Crosby Fair & Rodeo books concerts

By LEWIS SPEARMAN
CROSBY —The Crosby Fair & Rodeo Board announces an exciting lineup of after-rodeo concerts for this coming June including Kevin Fowler, Jack Ingram, and Aaron Watson leading for Jason Boland.
This year the fun begins on Friday, June 6 with the Barbecue Cook-Off Party with concert and continues on the following day with the Rodeo Parade and Cook-Off. After the Thursday, June 12 sport of Professional Rodeo inside the arena, Kevin Fowler plays fresh from his concert at the Houston Livestock Show and Rodeo. Friday, June 13 Jack Ingram will perform as the last act. A preceding act has yet to be booked. The Saturday show will feature Aaron Watson followed by Jason Boland and the Stragglers.
Each of these acts has history here in Crosby. This will be the fifth time Kevin Fowler has played here. He is considered a local favorite who excites many honky-tonk Western style fans. This is a consecutive years for Watson and Boland.
Kevin Fowler
Kevin Fowler’s new single, ‘’Best Mistake I Ever Made’’ gets respectable air-time and is about 180 degrees from last year’s “Long Line of Losers.’’ “The Loser’s” release pokes fun at some annoying folks in his Austin neighborhood and “Best Mistake” is much closer at home and heart. Both of the songs exemplify Fowler’s themes for bawdy humor and genuine feelings. Mostly, Fowler packs the concert venues due to his rowdy anthems like “Beer, Bait and Ammo.’’ His music is a jubilant hybrid of Southern Rock and honky tonk Country Western styles. The eclectic seems aimed at a sophisticated audience that is equally at home watching MTV or CMT.
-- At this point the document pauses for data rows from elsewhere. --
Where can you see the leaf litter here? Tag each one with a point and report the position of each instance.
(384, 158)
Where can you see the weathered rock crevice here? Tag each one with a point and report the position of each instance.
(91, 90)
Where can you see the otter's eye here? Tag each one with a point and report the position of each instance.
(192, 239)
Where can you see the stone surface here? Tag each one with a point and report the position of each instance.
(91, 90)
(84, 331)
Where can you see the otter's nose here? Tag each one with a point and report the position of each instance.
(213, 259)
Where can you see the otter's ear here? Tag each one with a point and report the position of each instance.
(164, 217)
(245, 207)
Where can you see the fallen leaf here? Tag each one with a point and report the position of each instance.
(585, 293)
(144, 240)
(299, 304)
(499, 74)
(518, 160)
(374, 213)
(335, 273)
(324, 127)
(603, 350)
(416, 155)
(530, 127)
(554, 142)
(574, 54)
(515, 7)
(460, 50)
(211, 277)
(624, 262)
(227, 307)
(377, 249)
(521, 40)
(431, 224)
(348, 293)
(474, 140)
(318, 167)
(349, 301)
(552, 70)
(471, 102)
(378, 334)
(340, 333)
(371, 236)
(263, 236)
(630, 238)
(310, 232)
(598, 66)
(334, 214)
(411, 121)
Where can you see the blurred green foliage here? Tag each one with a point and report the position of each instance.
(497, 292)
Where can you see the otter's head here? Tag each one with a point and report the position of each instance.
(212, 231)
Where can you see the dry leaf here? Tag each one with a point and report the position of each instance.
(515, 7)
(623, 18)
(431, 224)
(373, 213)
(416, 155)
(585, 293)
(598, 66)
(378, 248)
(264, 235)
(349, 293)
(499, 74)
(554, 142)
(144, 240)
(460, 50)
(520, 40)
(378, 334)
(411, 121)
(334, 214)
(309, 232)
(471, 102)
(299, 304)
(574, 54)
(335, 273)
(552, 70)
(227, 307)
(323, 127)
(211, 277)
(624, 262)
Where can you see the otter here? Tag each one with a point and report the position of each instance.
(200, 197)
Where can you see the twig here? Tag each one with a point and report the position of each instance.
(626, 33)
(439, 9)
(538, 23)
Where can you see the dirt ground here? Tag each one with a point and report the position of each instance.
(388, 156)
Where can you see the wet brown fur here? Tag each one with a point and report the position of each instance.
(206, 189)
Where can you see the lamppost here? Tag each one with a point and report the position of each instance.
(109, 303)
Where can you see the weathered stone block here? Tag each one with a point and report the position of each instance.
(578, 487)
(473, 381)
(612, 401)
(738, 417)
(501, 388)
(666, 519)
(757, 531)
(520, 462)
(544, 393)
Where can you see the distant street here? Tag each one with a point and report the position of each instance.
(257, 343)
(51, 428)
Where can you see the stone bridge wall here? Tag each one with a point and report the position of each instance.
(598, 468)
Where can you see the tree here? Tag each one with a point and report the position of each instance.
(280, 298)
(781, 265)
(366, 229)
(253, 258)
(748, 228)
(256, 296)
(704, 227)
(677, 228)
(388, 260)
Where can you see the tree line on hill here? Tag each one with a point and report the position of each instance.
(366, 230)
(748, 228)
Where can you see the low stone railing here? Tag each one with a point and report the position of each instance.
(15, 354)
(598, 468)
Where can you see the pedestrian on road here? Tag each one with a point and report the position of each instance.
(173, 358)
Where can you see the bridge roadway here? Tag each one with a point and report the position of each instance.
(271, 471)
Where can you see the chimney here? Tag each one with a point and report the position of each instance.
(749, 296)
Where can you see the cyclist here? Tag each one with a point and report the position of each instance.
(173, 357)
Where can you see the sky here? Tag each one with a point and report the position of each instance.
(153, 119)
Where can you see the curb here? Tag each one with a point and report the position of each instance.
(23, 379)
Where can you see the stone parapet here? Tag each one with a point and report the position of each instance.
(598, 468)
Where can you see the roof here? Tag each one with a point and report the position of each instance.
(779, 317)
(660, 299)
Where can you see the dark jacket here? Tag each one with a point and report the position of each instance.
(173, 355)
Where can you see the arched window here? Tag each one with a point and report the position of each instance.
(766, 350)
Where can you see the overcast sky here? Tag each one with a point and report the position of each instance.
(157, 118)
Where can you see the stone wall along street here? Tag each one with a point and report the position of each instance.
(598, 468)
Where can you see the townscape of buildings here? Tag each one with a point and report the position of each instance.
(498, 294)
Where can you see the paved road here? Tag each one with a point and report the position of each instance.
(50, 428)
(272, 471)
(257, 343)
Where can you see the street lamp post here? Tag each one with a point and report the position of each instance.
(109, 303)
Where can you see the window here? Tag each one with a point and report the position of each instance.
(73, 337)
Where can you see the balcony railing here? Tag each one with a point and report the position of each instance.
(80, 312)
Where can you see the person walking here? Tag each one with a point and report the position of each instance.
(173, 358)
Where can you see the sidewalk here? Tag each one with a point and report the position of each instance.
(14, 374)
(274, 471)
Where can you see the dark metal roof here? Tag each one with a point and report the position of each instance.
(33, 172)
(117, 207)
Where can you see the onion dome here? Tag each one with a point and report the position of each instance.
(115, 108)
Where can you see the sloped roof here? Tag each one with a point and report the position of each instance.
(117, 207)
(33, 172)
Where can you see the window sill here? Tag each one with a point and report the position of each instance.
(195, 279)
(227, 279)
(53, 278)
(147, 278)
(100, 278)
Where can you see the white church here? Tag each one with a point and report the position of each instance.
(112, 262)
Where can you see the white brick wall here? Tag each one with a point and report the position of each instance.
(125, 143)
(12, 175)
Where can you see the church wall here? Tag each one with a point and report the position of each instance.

Fowler was once quoted as having said, “I have Merle and Metallica next to each other on my iPod.”
Although there is a definite Country music style with a great concentration on feelings, his stage show is a Rock & Roll spectacle. Many would remember when he and George Jones cut “Me and the Boys.”
In presentation, local audiences will find Kevin Fowler a totally country Texas Rebel with pearl buttons and a big ole’ hat exemplified in his songs, “The Lord Love A Drinkin Man” and “Loose, Loud and Crazy.” The stagecraft will suggest a big production rock show and the cheering fans – fun.
Jack Ingram
Texas-Revolutionary Jack Ingram, a no-hat act born on the first day of 1970, toured Dallas and Houston as a troubadour before he earned his breaks from out of the road houses and honky tonks. In his twenties, his Beat Up Ford Band produced two albums that were large locally and gateway to become opening act for Merle Haggard and Mark Chesnutt.
He is performer of high vocal quality who conveys emotion in the mood in which it strikes the listener, as a writer. A compliment to Brooks and Dunn, Brad Paisley and writing songs, while performing with Sheryl Crowe, there is depth here.
Warner signed him in 1996 Livin’ or Dyin was the result. In 1999, Ingram released his fifth roots rock album, Hey You.
Last year he released This is It with the hit “Lips of an Angel.” A father of three now, his music quieted some and began to reflect maturity
Three years after Hey You he wrote Electric Young Man with many of his earliest songs given professional dressing that the songs deserved, then Live at Gruene Hall: Happy Happy in 2004. A live recording featuring two studio singles, Live Wherever You Are, was released in 2006.
Aaron Watson
Aaron Watson played Crosby last year. He’s from Amarillo, formerly a baseball player at Abilene Christian University. During college he developed a strong following in the local honky-tonks with a varietal act including Rootsy Rock, Swing and Bluegrass elements harking inspiration from Willie, Merle, and Waylon. The album Shut Up And Dance seems to have come out of a marriage with little money present. The single, “Off the Record” became a ‘most requested.’
The album also earned him airplay and media attention nationwide. Then came Honky Tonk Kid with guest vocals from his inspiration, Willie Nelson. Aaron and the Orphans of the Brazos captured their energetic live set in 2005 with Live at the Texas Hall of Fame. In 2006 he released San Angelo.
Jason Boland and the Stragglers
Jason Boland started with the Stragglers about nine years ago and his band moved from Harrah, Oklahoma. Their blue collar, alternative country developed a local following, and their experiences led to hedonistic tracks like “Drinkin’ Song” and “When I’m Stoned.”
Now that everyone has forgotten the “Outlaw” Country Music with origins in Hank and developed by Willie and Waylon, along come some Oklahoma Outlaws that are determinedly Country but completely modern, using heavy overtones and vocal nuances.
Recording a concert in the spring of 2002, they released Live at Billy Bob’s Texas that fall. In 2004, some maturity had developed and Somewhere in the Middle was released. Bourbon Legend bust upon the music scene in 2006. An observer at the concerts notices the crowd swinging, cheering and singing along. They also see that the female members of the audience are looking at steel, lead/rhythm guitarist, Roger Ray or Brad Rice on drums, Grant Tracy, on bass, and Noah Jeffries on every type of string instrument. Boland’s intonations are moving but his face has the effect of a train wreck, one just cannot turn away, even if they definitely want to look elsewhere.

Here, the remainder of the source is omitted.